Per la separazione delle carriere è talmente evidente e dí immediata percezione il buon senso per cui l’arbitro di una partita non può far parte di una delle due squadre che sembrerebbe difficile opporre a ciò un argomento convincente. E invece non è così.
Ed è ormai chiaro che la stampa giustizialista ha scelto lo spot del pericolo di sottomissione al potere esecutivo di un Pubblico ministero separato dal giudice.
Chiarito il contorno, sempre certa stampa ha capito che per convincere le persone un metodo funziona più di tutti: agire sulla paura e sull’ansia collettiva prefigurando scenari apocalittici, da regime iraniano, tanto per intenderci.
Così i Travaglio di turno spaventano le persone immaginando la situazione di un Pubblico ministero poliziotto o meglio avvocato dell’accusa, che userebbe ogni mezzo pur di ottenere la condanna del cittadino imputato e ciò pur sapendolo innocente.
Questo ragionamento presupporrebbe invece che oggi, un Pubblico ministero, solo per il fatto di essere collega del giudice, di far parte di un unico ordine, non agisca per ottenere più condanne possibili, ma si comporti da mezzo giudice, chiedendo egli stesso le assoluzioni quando le prove sono insufficienti.
Ma quando mai? E se così fosse come si spiegherebbe quel dato – che pure gli avversari della separazione utilizzano per tirare l’acqua al proprio mulino – del 50% dei processi in cui i giudici respingono le tesi dei Pubblici ministeri?
Sembra il gioco delle tre carte, in cui chi subisce l’imbroglio è sempre chi sceglie la carta. Perché appunto è un imbroglio.
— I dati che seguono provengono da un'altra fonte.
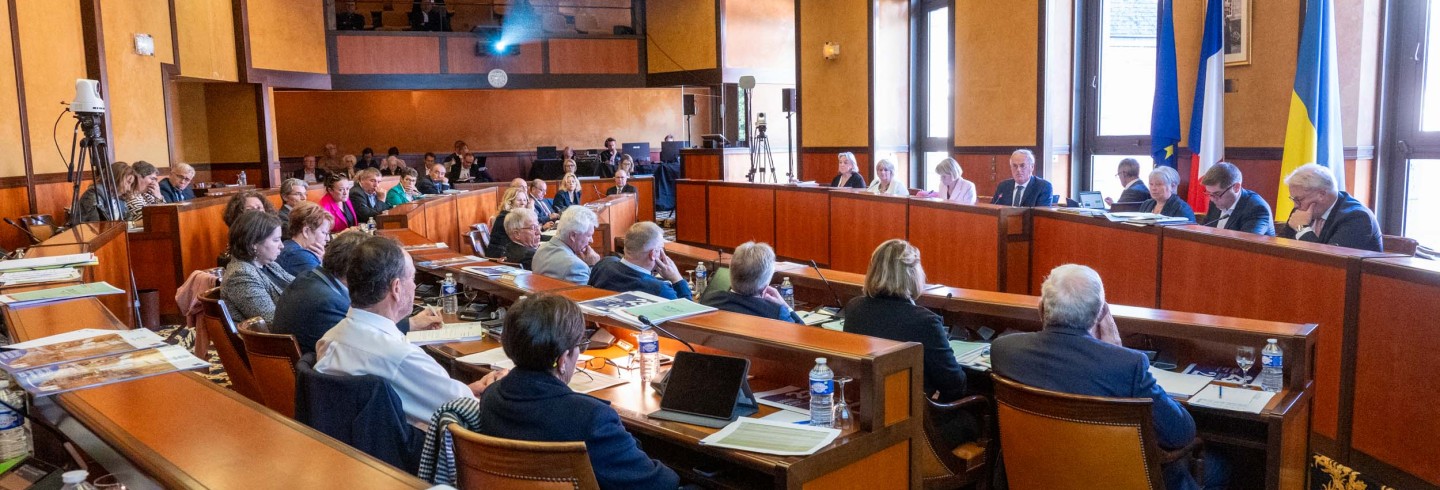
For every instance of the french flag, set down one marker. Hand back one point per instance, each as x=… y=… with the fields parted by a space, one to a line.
x=1207 y=117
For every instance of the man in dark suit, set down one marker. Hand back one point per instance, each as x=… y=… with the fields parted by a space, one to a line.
x=432 y=182
x=347 y=18
x=1024 y=189
x=644 y=252
x=467 y=170
x=429 y=18
x=1326 y=215
x=1135 y=190
x=366 y=198
x=318 y=299
x=1233 y=206
x=1079 y=352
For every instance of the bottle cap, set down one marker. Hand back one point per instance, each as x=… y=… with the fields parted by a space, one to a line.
x=77 y=476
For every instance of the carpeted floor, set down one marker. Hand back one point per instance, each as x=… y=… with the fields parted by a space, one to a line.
x=183 y=336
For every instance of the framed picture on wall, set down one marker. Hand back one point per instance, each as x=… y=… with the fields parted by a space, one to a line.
x=1237 y=32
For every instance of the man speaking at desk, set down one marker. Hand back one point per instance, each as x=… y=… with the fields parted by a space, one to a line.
x=1024 y=189
x=1328 y=215
x=1233 y=206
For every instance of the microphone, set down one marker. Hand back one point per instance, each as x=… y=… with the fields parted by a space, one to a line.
x=645 y=320
x=838 y=304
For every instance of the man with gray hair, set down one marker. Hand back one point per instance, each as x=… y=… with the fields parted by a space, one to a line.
x=1024 y=189
x=1079 y=352
x=750 y=291
x=568 y=255
x=644 y=252
x=1328 y=215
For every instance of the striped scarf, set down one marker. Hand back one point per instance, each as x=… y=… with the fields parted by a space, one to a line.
x=438 y=454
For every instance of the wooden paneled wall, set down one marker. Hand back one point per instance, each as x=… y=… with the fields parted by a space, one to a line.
x=419 y=121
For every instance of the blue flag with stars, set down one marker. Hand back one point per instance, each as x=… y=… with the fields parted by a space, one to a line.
x=1165 y=108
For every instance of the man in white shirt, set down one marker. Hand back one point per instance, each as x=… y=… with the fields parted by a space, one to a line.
x=366 y=342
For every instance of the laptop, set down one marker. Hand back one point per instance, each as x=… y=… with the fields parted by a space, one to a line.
x=706 y=389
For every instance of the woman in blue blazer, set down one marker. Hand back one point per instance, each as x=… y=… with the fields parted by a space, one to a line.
x=568 y=195
x=1164 y=201
x=545 y=336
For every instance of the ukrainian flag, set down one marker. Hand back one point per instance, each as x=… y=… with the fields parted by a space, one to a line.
x=1314 y=128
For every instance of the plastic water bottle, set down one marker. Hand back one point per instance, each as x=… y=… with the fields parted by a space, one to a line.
x=822 y=394
x=1272 y=363
x=702 y=277
x=75 y=480
x=15 y=431
x=648 y=353
x=448 y=290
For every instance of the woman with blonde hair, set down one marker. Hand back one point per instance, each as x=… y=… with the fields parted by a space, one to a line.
x=887 y=310
x=954 y=188
x=516 y=198
x=884 y=180
x=568 y=193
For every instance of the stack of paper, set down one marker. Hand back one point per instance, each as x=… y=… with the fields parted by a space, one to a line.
x=1229 y=398
x=58 y=294
x=92 y=358
x=450 y=332
x=1180 y=385
x=39 y=275
x=46 y=263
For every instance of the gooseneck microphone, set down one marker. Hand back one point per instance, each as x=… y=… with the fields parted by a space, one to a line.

In questa propaganda avviene lo stesso: oggi senza separazione e domani con la separazione il Pubblico ministero agirà sempre per veder accogliere le proprie tesi e quindi chiederà sempre la condanna, salvi i casi in cui egli stesso – per tutelare la sua credibilità agli occhi del giudice (o dello specchio in cui si guarda ogni sera)- riterrà opportuno evitare una brutta figura.
Con la riforma il Pubblico ministero non sarà nè più buono né più cattivo di oggi, dove esiste apposta la figura del giudice che dice l’ultima parola.
Se il Pubblico ministero, sia oggi che domani, agisse per la verità al pari del giudice, che bisogno avremmo del giudice, basterebbe il Pubblico ministero.
Invece, quest’ultimo è per sua natura di parte perché tutela l’interesse collettivo alla punizione del colpevole, salvo il fatto che quest’ultimo viene identificato nell’imputato, cioè in un presunto innocente. Mentre il giudice non tutela alcun interesse ma dirime la singola controversia in maniera del tutto asettica.
Il difensore, a sua volta, salvaguardia l’interesse del singolo cittadino alla propria libertà (bene supremo di ciascun essere umano) e la grande portata della riforma è che, con la separazione delle carriere, lo Stato accetta finalmente di mettere l’interesse della collettività sullo stesso piano paritario di quello del privato cittadino, perché nella scala dei valori costituzionali quest’ultimo ha un valore primario come quello collettivo. La libertà infatti è un bene supremo.
La sfida della separazione delle carriere è qui: mettere finalmente le due parti (Pubblico ministero e difensore) alla stessa distanza dal giudice che ha il compito più delicato: applicare la legge secondo giustizia.